Latest Developments:

Sexual Harassment Developments: In Maine, SB 695 was enacted. It requires Legislators, legislative staff and lobbyists to attend and complete a course of in- person education and training regarding harassment, including sexual harassment, at the beginning of each regular session of the Legislature. It requires the Legislative Council to develop and implement the course. Rules and further instructions are pending.
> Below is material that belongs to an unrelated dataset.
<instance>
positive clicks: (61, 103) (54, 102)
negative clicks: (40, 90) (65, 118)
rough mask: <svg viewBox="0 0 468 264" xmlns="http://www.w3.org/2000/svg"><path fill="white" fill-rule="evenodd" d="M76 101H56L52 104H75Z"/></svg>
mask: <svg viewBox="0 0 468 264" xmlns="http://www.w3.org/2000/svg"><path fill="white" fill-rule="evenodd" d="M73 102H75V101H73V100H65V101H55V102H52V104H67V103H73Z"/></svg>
The California Fair Political Practices Commission meets July 19. The commission is slated to further discuss appropriate questions for an AG Opinion regarding the Bagley-Keene Open Meeting Act that they agreed to request at the January 2018 meeting. Further, in keeping with a February 18th agreement, a task force is meeting to conduct a holistic review of the Enforcement Division’s practices and procedures. One of its purposes is to create a procedures manual that provides an overview of how an enforcement complaint is filed, opened, investigated and resolved. Our firm, among others, is represented on the task force.

In case you missed it:

  • What’s good for the goose…USA TODAY published a story in which they calculate that so-called “secret money” (or perhaps the more ominous and ubiquitous pejorative label “dark money”) has thus far funded more than 40% of outside congressional ads. The supposedly objective story appeared to convey a bias against this form of campaign finance, taking to task what are considered Republican friendly groups as being on the offensive while portraying Democratic friendly groups as merely spending this “secret money” as defensive measures.
  • Free Speech Can’t Catch a Break:  Only July 12, NPR reviewed “A Riveting Documentary [that] Sheds Light on ‘Dark Money.’” The similarly titled Dark Money film focuses on the ongoing campaign finance litigation in Montana and is directed by Kimberly Reed, a native of that state. The review agreed entirely with the film’s premise, that “invisible corporate shenanigans…threatens to sink our democracy outright,” employing dramatic language throughout, labeling the campaign finance issues an “assault on the American electoral and judicial process by corporations whose agenda is nothing less than the dismantling of government itself.” The melodrama reaches an apex when the reviewer describes Dark Money as “a hair-raisingly specific American tale of illicit power.”